Ozpin rose to his feet, heading to his window that overlooked his former school. “That day though, on what I thought would be my last, I took a chance and acted on my suspicions.” His eyes darted to Oscar’s reflection as the boy approached. “You see, Beacon was always a school designed to have a low entry requirement. It was a school meant to train the best of the kingdom, but also be a shelter many could seek refuge in. Quite a few enrolled were those thrown from their own homes. So, I questioned him if that was what had happened to him and I learned more than I thought he would offer.”
He shut his eyes, still able to picture so clearly the seventeen-year-old Qrow that had eventually dissolved into tears, angry and pained by a world that didn’t want him and so full of hate at himself for a semblance he could not help. It seemed to be an impossible problem. Fortunately, Ozpin knew a bit about those. It was surprising to realize just how much of a difference a little empathy could go to heal a hurt soul.
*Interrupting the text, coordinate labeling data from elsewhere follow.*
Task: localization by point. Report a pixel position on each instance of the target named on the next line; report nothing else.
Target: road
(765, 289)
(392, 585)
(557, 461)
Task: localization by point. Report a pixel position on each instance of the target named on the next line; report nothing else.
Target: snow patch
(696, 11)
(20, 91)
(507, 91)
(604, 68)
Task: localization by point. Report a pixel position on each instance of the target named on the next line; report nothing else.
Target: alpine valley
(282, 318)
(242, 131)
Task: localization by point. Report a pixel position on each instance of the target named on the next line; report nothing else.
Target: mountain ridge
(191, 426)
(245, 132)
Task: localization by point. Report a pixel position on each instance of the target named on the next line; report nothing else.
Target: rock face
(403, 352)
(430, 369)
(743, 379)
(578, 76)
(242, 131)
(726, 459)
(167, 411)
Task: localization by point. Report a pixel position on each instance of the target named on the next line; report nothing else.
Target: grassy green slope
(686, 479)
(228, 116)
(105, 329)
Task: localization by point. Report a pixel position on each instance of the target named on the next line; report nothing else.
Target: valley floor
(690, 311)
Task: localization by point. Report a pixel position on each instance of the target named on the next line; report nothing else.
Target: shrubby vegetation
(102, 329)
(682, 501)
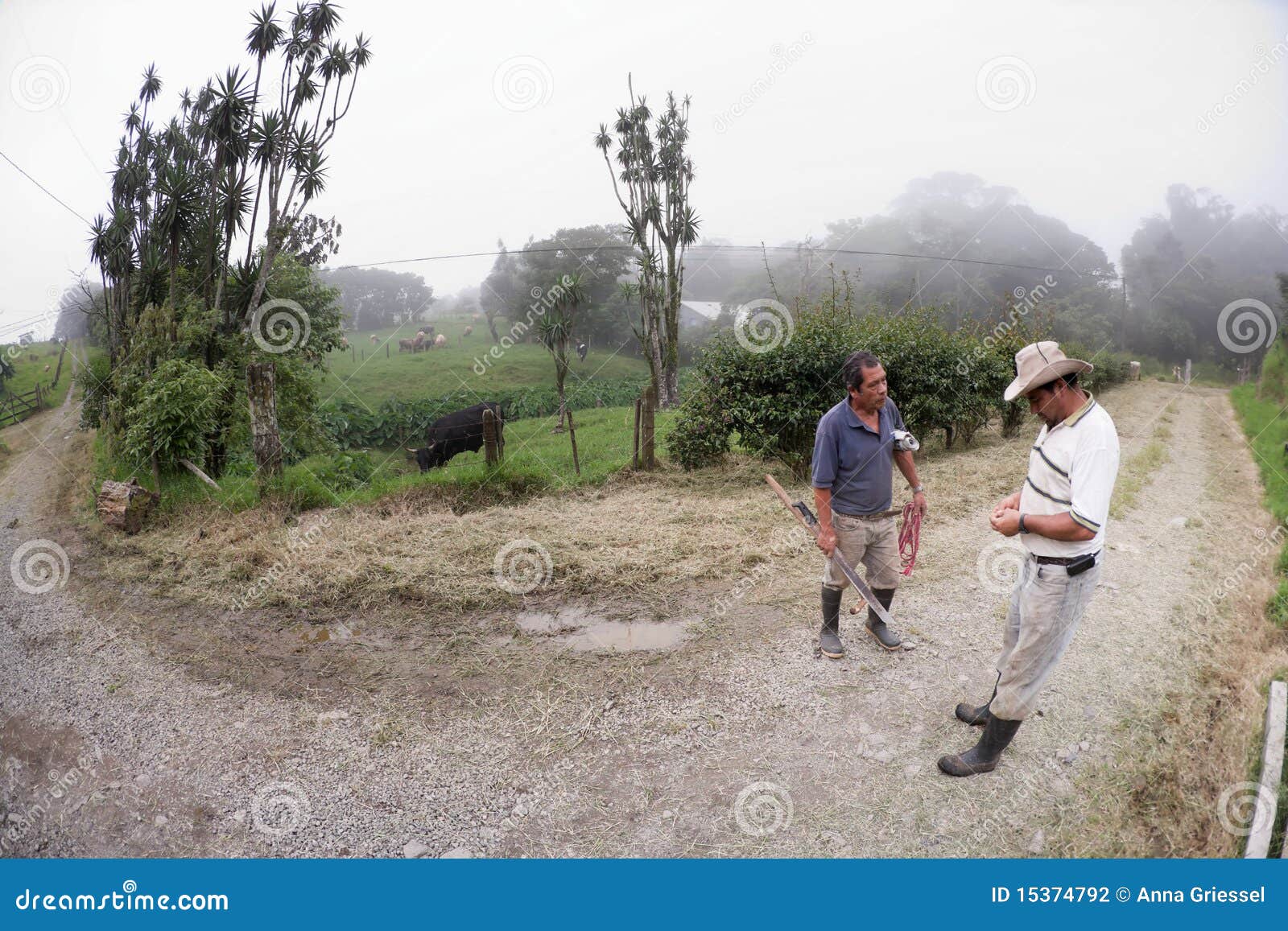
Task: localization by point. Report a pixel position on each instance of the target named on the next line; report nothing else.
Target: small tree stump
(126, 505)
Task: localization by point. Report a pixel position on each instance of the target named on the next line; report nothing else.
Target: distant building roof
(708, 309)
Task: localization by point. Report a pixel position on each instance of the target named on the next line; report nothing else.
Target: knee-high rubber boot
(985, 755)
(830, 639)
(978, 715)
(879, 628)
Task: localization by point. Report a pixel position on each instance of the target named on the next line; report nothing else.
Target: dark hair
(853, 369)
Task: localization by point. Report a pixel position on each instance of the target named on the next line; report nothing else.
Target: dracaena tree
(652, 183)
(242, 158)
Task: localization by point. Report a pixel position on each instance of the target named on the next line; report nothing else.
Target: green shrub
(405, 422)
(93, 380)
(773, 399)
(173, 414)
(702, 435)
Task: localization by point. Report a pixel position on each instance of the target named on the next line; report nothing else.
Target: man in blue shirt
(853, 463)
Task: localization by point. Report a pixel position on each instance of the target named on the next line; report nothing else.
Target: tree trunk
(572, 435)
(262, 394)
(671, 345)
(647, 407)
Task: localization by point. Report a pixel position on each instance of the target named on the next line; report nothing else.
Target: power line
(699, 249)
(44, 188)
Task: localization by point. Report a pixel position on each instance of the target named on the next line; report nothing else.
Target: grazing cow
(456, 433)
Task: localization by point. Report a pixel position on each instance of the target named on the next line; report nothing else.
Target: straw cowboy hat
(1038, 364)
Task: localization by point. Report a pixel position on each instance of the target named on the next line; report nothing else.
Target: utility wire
(631, 249)
(44, 188)
(699, 249)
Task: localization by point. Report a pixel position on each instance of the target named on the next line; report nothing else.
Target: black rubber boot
(830, 639)
(978, 715)
(985, 755)
(879, 628)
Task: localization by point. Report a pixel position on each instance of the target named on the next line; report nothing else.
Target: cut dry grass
(1140, 469)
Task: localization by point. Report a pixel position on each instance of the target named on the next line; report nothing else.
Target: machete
(802, 512)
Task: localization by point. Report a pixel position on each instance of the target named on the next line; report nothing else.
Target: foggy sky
(803, 113)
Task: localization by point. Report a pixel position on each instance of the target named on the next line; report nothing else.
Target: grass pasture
(374, 373)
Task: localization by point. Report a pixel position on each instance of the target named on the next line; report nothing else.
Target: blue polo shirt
(853, 460)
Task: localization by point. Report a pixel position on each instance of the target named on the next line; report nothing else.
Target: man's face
(1045, 403)
(873, 393)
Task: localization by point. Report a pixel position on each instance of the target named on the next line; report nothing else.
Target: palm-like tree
(180, 216)
(100, 246)
(555, 330)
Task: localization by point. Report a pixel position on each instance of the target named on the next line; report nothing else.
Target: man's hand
(1005, 521)
(1011, 501)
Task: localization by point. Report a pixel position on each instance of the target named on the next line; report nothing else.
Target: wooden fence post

“I did not stay that day for the war. I stayed because he helped remind me why being a professor could be so rewarding. I enjoyed having a part in my students’ lives, to help guide them into finding better ones.” He sighed. “I realize now that I’ve repaid him rather poorly for that.”
“So then, how are you repaying him any better by hiding away here?”
Ozpin turned to the boy, unsure if he was more surprised by his gall or his bull-headed honesty. In the background, Ozma started to chuckle.
“I did not lie before. I – we – do not know where to go from here.” And after so many lifetimes trying, maybe it was time to admit they just weren’t cut out for the task.
But it was Oscar, despite how he often quivered in the face of Grimm, who nodded and said. “Yeah, I know. And that’s scary.” He shifted on his feet, admitting softly, “But it’s even scarier facing it alone.”
That, more than anything, snapped him into wakefulness. You are meant to be guiding him Oz. What are you doing?
He placed a hand on his shoulder, knowing how much weight it was already carrying and much, much too much for one so young. “I’m so sorry, Oscar.”
“I am sorry too.” Ozma finally spoke, crossing over to them. “To both of you; that you must bear the burden of my mistakes as if they are your own.” He looked to each of them. “But if it is something we must bear together, then let us bear it equally, as we too should be.”
Oscar’s eyebrow rose in confusion, looking towards him for help. “Uhh…?”
He smiled. “He means that I need to stop treating you like a child."
“Oh.” He replied, seeming to take that newfound growth in. Whatever conclusion he came to made him nod once more, before he spoke again, “I’m sorry to both of you as well. I thought I was doing something right, with Jinn. I thought I was helping but all it did was end up hurting everyone.”
“You are certainly not the only one.” Ozpin agreed. The more he let those words sink in, the more he realized he was not the only one who needed to hear them. “Oscar?”
“Yes?”
“When we awaken, there’s someone I’ll need to speak with.”
The boy frowned. “Okay. But if he punches us again, I’m hitting him with the cane.”
Ozpin finally found it in him to laugh again.